With a large volume of customers, a restaurant can afford to pay its employees more. That means higher job satisfaction, less turnover, and no more workplace drama. Online bulk orders are served over the counter, so fewer waiters are needed per dollar of revenue earned. Rental costs per dollar of revenue are lower because the restaurant doesn’t need tables for its takeout customers. If the menu offers alt-organic options, employees and customers have the added bonus of being able to eat wholesome food that gives them more energy during the shift.
Task switching between meal types at a restaurant causes avoidable losses to productivity. If a kitchen cook prepares thirty identical tacos rather than three at a time before switching to the next meal, their time spent per taco is lower, and the amount of effort needed per taco is lower.
So how can it be done? Good question. The concept requires a few criteria for success:
The restaurant must serve bulk meals to-go in takeout containers that will fit in the average homeowner’s fridge at prices that meet the viability threshold described in calculations down below. The bulk price per family-style meal or meal plan item should be lower than the price of a single meal.
The restaurant must have online ordering that allows customers to get restaurant-quality entrees and sides without waiting at the restaurant. A customer should be able to show up and grab their bulk meals within a minute of arrival.
The restaurant must market to consumers who understand the benefits of real, pure food that isn’t adulterated by preservatives present in many frozen meals and ready-to-cook dinner packages. Quality per dollar must be higher than what a busy professional can accomplish at home on a weekday night.
As a bonus, the takeout containers can be durable, washable, and reusable so that customers can return them to the restaurant after use to get their deposit back, giving customers a reason to come back soon.
The threshold for viability can be calculated by comparing the costs of homemade meals to the price of a restaurant order. Home meal prep involves…
Grocery shopping time
Transportation cost for groceries
Time & energy for cooking and cleaning dishes
Ingredient cost
Less the value of the joy and exercise from cooking (lower on busy nights)
Using the example of a couple sharing a household, each earning $24 per hour in their jobs, and eating at home every night, the average cost of a homemade meal can be calculated using the meal prep list above. Keep in mind that this particular calculation offers a viability threshold for restaurants along the couple’s commute home from work or for one that includes delivery fees in the meal price.

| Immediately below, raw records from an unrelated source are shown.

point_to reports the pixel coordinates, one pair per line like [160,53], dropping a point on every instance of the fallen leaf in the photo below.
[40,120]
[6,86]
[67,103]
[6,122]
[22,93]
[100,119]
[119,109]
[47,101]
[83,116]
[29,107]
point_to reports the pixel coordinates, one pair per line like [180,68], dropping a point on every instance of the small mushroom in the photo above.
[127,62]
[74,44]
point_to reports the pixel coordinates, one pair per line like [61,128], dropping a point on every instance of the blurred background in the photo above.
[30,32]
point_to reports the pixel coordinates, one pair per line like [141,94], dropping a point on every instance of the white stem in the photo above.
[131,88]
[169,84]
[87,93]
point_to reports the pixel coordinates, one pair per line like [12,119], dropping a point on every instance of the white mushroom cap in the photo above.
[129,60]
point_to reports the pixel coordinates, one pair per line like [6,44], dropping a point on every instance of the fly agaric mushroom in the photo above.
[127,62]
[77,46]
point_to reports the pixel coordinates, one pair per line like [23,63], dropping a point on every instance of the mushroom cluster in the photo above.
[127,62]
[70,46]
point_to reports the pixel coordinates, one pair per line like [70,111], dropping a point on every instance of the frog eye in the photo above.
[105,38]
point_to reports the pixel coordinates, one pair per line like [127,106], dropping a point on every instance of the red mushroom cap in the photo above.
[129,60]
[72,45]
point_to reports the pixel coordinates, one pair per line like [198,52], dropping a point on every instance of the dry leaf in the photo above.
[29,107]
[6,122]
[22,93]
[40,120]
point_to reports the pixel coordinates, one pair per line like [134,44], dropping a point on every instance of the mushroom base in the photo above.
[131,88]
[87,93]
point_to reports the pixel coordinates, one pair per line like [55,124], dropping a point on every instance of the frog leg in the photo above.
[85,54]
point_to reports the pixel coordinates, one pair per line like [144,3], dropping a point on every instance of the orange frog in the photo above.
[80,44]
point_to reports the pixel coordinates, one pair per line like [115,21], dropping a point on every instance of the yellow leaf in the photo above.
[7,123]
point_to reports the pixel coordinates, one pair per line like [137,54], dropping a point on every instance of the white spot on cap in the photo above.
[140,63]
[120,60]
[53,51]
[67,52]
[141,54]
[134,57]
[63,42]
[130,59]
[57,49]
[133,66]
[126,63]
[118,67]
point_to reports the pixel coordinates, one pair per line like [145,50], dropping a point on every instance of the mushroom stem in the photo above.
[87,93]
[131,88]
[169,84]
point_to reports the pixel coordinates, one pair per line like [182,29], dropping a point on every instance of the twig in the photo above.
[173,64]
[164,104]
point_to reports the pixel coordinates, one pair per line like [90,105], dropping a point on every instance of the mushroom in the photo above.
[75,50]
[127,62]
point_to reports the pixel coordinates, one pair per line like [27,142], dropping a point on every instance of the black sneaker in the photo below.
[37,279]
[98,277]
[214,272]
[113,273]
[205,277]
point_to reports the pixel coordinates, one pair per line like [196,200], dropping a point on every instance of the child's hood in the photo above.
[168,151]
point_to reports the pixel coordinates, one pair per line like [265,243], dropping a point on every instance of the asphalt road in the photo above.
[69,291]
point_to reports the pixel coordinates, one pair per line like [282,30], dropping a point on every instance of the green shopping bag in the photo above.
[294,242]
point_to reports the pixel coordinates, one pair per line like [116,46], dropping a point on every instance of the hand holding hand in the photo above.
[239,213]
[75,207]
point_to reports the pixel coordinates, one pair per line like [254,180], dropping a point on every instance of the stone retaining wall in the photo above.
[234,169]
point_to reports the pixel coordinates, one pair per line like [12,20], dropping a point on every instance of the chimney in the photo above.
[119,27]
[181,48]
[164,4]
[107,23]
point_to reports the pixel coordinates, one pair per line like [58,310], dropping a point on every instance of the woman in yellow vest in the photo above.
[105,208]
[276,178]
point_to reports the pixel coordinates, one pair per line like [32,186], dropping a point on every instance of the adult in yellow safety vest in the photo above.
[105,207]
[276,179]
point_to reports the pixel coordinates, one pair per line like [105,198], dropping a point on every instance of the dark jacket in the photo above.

[(1.5 hr at grocery store * $24/hr) + (12 mi grocery round-trip * ($0.10/mi for depr. + $0.02/mi for maint. + $0.10/mi for fuel)) + (1 hr/meal for cooking & clean-up * $24/hr * 7 meals) + ($60/person/wk * 2 people) – ($0 for the joy of cooking on a busy night)] / 7 meals/wk / 2 people = $23.33/person/meal
For a couple earning a wage of $24 per hour each, a restaurant meal under $23 saves money for the couple compared to a homemade meal as long as they’re able to use the saved time to do something productive. Without incorporating the opportunity cost of time spent cooking and shopping, the figure comes out to $8.76 per meal. Voila, look at that, I’m putting my MBA skills to good use.
Don’t take this as encouragement never to cook. For many families, it’s still worth using the kitchen to cook a few times a week to get to know their food.
But when you’re busy with life, wouldn’t it be nice to let someone else cook for you?